Avec intelligence et audace, Fred Radix a conçu tout un spectacle musical sur la claque, plus exactement sur une séance de répétition d’une claque devant soutenir une tragédie bouffonne dont on aura que des bribes. Accompagné de deux compères talentueux, Guillaume Collignon en chef de claque débordé et Alice Noureux en accordéoniste de service et princesse remplaçante, Fred Radix toujours aussi bienveillant que charismatique transforme la salle comble du Théâtre de la Gaité Montparnasse en claque improvisée mais enthousiaste. Ce Radix irradie, une bête de scène doublée d’un concepteur et metteur en scène de spectacles populaires inspiré et efficace. Il faut aussi saluer en lui un certain génie de l’interactivité déjà attesté dans Le Siffleur : il sait parfaitement entrainer le public et le diriger au doigt et à l’œil avec sa complicité et pour son plus grand bonheur ! Sans oublier la dimension musicale et didactique de ses pièces. Dans la salle, tous jouent le jeu et de sept à soixante-dix-sept ans on applaudit allègrement dès le début du spectacle et tout au long en appliquant les conseils et suivant scrupuleusement les consignes. On rit aussi beaucoup et c’est tout naturellement qu’à la fin de La claque, le public comblé en offre une généreuse au trio d’acteurs mené par Radix dans une ovation debout – applaudissements mérités qui ne doivent rien à ceux appris et participatifs qui accompagnent toute la pièce. Le tour de force de Radix est non seulement de faire applaudir la salle d’entrée de jeu mais de faire qu’au final le public s’applaudisse aussi lui-même!  

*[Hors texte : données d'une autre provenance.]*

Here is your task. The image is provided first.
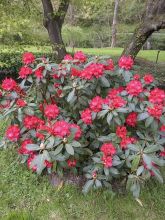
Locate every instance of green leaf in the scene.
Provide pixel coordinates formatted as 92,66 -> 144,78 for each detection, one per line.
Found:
65,144 -> 74,155
136,166 -> 144,176
131,155 -> 140,172
97,110 -> 109,118
128,144 -> 139,152
107,113 -> 113,125
152,168 -> 163,183
100,76 -> 110,87
145,116 -> 154,127
109,167 -> 120,175
137,112 -> 149,121
82,180 -> 94,194
53,144 -> 63,155
95,179 -> 102,188
122,71 -> 132,82
26,144 -> 40,151
67,89 -> 75,103
71,141 -> 81,147
142,154 -> 152,169
144,145 -> 161,154
160,116 -> 165,124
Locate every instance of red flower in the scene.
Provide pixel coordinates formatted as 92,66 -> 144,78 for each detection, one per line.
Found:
16,99 -> 27,107
6,125 -> 20,142
89,96 -> 103,112
109,96 -> 127,109
52,120 -> 70,138
36,132 -> 45,140
44,160 -> 53,168
22,52 -> 35,64
100,143 -> 116,156
74,51 -> 87,63
54,83 -> 61,88
133,74 -> 140,80
44,104 -> 60,120
27,154 -> 37,172
160,125 -> 165,132
116,126 -> 127,138
143,74 -> 154,84
19,66 -> 33,79
67,159 -> 77,167
71,68 -> 81,77
23,115 -> 44,129
160,148 -> 165,157
81,108 -> 92,125
120,137 -> 136,149
126,112 -> 137,127
147,104 -> 163,119
104,59 -> 114,71
64,54 -> 73,60
149,88 -> 165,104
102,156 -> 113,168
70,124 -> 82,140
118,56 -> 134,70
35,67 -> 44,79
2,78 -> 17,91
126,80 -> 143,96
18,139 -> 33,155
80,63 -> 104,80
108,87 -> 124,99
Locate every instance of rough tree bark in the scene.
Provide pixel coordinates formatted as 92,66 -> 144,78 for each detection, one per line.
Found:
111,0 -> 119,48
41,0 -> 70,61
122,0 -> 165,59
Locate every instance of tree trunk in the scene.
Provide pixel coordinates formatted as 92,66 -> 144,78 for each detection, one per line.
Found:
122,0 -> 165,59
41,0 -> 70,62
111,0 -> 119,48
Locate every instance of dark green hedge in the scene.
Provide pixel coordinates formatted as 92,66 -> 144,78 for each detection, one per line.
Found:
0,52 -> 53,82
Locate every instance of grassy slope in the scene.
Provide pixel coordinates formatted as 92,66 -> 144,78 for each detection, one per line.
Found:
0,121 -> 165,220
1,45 -> 165,62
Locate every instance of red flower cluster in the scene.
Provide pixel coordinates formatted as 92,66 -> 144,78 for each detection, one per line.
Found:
80,63 -> 104,80
52,120 -> 70,138
108,87 -> 124,99
126,112 -> 137,127
126,80 -> 143,96
71,68 -> 81,77
44,160 -> 53,168
74,51 -> 87,63
67,159 -> 77,167
116,126 -> 127,138
22,52 -> 35,65
104,59 -> 114,71
70,124 -> 82,140
108,96 -> 127,109
2,78 -> 17,91
143,74 -> 154,84
160,125 -> 165,132
16,99 -> 27,107
23,115 -> 44,129
101,143 -> 116,156
118,56 -> 134,70
35,67 -> 44,79
147,104 -> 163,119
89,96 -> 103,112
101,142 -> 116,168
81,108 -> 92,125
19,66 -> 33,78
6,125 -> 20,142
133,74 -> 140,80
18,139 -> 33,155
64,54 -> 73,61
120,137 -> 136,149
149,88 -> 165,104
160,148 -> 165,157
44,104 -> 60,120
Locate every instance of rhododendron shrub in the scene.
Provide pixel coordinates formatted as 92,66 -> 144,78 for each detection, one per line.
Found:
0,51 -> 165,199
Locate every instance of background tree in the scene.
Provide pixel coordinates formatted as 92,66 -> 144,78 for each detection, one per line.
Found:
41,0 -> 70,61
111,0 -> 119,48
122,0 -> 165,59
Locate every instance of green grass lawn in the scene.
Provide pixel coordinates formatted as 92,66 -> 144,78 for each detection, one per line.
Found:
0,120 -> 165,220
1,45 -> 165,62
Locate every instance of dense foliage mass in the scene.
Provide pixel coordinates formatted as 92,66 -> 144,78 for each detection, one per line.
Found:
0,51 -> 165,198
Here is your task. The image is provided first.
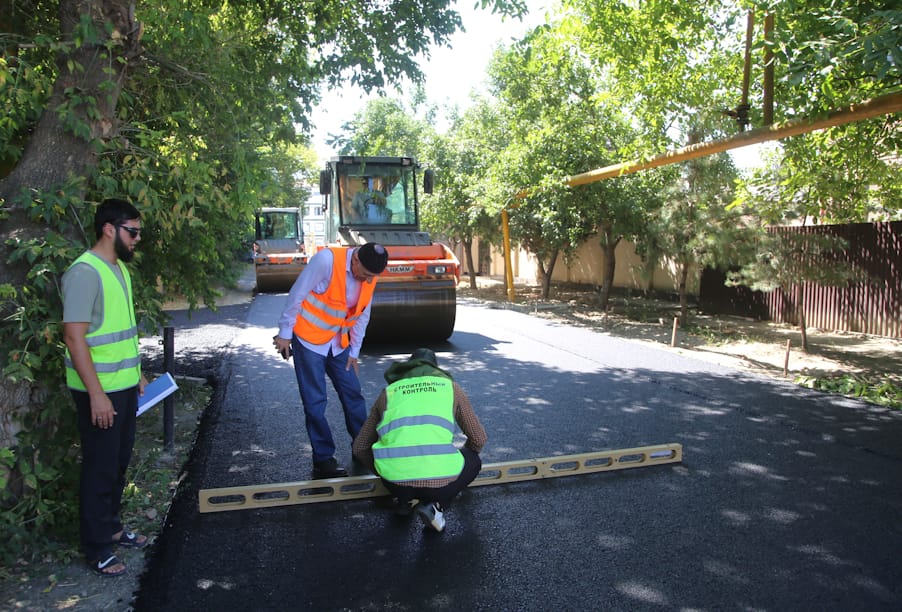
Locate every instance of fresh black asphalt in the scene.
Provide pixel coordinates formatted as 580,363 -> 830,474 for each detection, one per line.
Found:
135,293 -> 902,611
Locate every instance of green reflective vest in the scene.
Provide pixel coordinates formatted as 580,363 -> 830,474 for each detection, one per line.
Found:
65,252 -> 141,392
373,375 -> 464,482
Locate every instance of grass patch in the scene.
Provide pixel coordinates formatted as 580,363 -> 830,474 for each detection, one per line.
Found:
682,322 -> 760,345
122,378 -> 211,538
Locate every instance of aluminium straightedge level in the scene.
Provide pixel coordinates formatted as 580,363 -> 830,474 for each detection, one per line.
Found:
198,443 -> 683,514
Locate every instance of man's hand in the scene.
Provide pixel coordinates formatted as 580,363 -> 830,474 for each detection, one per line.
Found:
273,335 -> 292,360
346,356 -> 360,375
91,392 -> 117,429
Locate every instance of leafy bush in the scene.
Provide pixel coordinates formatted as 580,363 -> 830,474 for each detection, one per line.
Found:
795,373 -> 902,409
1,379 -> 210,578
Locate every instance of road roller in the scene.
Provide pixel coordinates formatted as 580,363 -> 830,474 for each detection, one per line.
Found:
318,155 -> 460,341
252,207 -> 308,293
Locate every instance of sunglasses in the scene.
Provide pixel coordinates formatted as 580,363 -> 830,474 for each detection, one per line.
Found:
117,224 -> 142,238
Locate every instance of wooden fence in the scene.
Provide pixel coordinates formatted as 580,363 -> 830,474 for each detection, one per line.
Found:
699,221 -> 902,338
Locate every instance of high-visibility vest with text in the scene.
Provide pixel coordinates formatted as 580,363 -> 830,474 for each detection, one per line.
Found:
373,375 -> 463,482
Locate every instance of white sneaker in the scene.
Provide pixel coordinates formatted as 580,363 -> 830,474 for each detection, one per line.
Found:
416,502 -> 445,532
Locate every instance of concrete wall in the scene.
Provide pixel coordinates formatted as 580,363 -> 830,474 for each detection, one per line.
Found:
454,233 -> 699,296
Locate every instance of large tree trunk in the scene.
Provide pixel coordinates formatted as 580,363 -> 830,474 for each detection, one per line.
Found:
462,237 -> 477,289
0,0 -> 142,463
0,0 -> 142,209
539,249 -> 559,299
598,225 -> 620,311
678,261 -> 690,324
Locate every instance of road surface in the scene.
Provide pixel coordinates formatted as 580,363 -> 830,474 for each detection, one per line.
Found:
135,294 -> 902,611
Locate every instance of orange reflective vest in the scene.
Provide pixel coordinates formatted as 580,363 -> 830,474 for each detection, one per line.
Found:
292,247 -> 377,348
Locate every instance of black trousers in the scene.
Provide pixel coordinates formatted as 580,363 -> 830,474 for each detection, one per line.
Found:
382,447 -> 482,507
73,387 -> 138,562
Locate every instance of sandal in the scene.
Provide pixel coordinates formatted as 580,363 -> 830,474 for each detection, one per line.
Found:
115,530 -> 148,548
90,554 -> 127,577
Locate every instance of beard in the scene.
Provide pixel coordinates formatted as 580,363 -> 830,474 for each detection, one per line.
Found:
114,233 -> 135,262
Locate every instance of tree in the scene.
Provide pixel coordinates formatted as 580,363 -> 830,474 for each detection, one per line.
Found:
727,227 -> 857,352
738,1 -> 902,222
0,0 -> 525,559
329,93 -> 438,159
487,21 -> 659,303
731,143 -> 873,352
739,123 -> 901,225
566,0 -> 899,320
484,25 -> 608,298
423,99 -> 507,289
759,1 -> 901,116
651,132 -> 742,323
563,0 -> 744,152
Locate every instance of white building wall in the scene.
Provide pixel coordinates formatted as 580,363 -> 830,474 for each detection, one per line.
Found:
302,194 -> 327,252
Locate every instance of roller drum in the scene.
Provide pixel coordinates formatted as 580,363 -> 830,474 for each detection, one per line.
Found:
365,280 -> 457,342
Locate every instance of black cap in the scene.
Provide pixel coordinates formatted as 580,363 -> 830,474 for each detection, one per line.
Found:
410,348 -> 438,367
357,243 -> 388,274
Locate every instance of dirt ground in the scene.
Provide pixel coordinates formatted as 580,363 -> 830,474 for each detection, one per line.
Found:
458,277 -> 902,385
2,274 -> 899,611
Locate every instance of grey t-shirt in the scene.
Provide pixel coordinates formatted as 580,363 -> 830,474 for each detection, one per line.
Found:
61,253 -> 128,333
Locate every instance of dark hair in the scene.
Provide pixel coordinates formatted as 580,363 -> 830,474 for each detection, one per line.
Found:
94,198 -> 141,239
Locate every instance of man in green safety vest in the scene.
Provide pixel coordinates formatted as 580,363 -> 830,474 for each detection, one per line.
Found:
62,198 -> 149,577
353,348 -> 486,532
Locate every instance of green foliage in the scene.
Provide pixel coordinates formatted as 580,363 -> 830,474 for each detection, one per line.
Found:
759,1 -> 901,114
736,2 -> 902,222
1,0 -> 526,560
727,228 -> 856,294
0,55 -> 53,174
421,102 -> 506,253
487,25 -> 601,286
563,0 -> 744,146
0,181 -> 93,564
485,22 -> 658,298
331,95 -> 438,160
738,122 -> 901,224
795,373 -> 902,410
0,388 -> 81,568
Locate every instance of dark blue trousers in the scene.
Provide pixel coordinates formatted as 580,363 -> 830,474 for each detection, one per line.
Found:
73,387 -> 137,562
291,337 -> 367,463
382,447 -> 483,507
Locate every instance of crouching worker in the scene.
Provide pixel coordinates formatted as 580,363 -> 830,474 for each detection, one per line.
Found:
352,349 -> 486,532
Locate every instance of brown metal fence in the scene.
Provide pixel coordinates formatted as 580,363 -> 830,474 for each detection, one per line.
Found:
699,221 -> 902,338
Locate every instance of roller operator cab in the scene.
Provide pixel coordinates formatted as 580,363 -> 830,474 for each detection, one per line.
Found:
253,207 -> 307,293
319,155 -> 460,341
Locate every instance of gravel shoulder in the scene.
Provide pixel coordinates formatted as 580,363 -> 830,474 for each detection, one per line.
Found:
459,278 -> 902,385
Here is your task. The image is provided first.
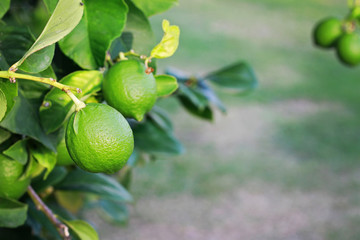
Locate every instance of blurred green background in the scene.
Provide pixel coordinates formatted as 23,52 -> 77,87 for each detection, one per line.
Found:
96,0 -> 360,239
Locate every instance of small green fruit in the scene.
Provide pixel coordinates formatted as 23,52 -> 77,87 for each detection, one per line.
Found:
103,59 -> 157,121
65,103 -> 134,174
56,137 -> 74,166
336,33 -> 360,66
0,154 -> 30,199
313,17 -> 343,48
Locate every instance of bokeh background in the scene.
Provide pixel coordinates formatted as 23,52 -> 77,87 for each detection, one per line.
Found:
95,0 -> 360,239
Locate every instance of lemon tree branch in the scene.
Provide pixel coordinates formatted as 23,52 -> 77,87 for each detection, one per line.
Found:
27,186 -> 71,240
0,70 -> 86,111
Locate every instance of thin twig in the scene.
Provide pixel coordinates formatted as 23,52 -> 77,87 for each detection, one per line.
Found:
27,186 -> 71,240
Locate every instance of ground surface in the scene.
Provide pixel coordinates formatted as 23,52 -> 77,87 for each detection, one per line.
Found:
94,0 -> 360,239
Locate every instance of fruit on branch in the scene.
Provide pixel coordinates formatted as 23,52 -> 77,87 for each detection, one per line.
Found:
0,154 -> 31,199
103,59 -> 157,121
56,137 -> 74,166
313,17 -> 343,48
336,33 -> 360,65
65,103 -> 134,174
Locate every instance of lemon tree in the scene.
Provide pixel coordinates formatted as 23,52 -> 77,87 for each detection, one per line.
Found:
0,0 -> 257,239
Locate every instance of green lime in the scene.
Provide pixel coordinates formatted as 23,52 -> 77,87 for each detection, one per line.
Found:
336,33 -> 360,66
103,59 -> 157,121
313,17 -> 343,48
56,137 -> 74,166
0,154 -> 30,199
65,103 -> 134,174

Oserais-je alors vous conseiller vivement d’aller en famille ou entre copains-copines découvrir et applaudir Fred Radix et (tous) ses complices ? Bien évidemment oui, car j’en étais de ce public désireux de passer un bon moment, public qui se lâche le temps d’une soirée et quitte la salle, vidé mais heureux. Heureux car vidé de ses soucis et libéré de l’atmosphère anxiogène qui est la nôtre en ces temps troubles de guerre en Europe, de dérèglement climatique, d’inflation économique et de tensions politiques. Depuis Aristote, on sait que le théâtre tient lieu de catharsis. Il peut être aussi, sans jeu de mot, pure gaité, un simple divertissement sans prendre ce terme au sens du moralisme triste et dévot de Pascal.

La claque… Et si la critique théâtrale n’en était qu’un avatar sophistiqué?

Jean-Pierre Haddad

Théâtre de la Gaité Montparnasse, 26 rue de la Gaité, 75014 Paris. Jusqu’au 28 mars, les dimanches à 20 h., les lundis et mardis à 20h30. Informations (dont les relâches) et réservations : 01 43 20 60 56 et https://gaite.com/spectacles/la-claque/ En tournée dans de nombreuses villes jusqu’en avril 2023 (consulter le site).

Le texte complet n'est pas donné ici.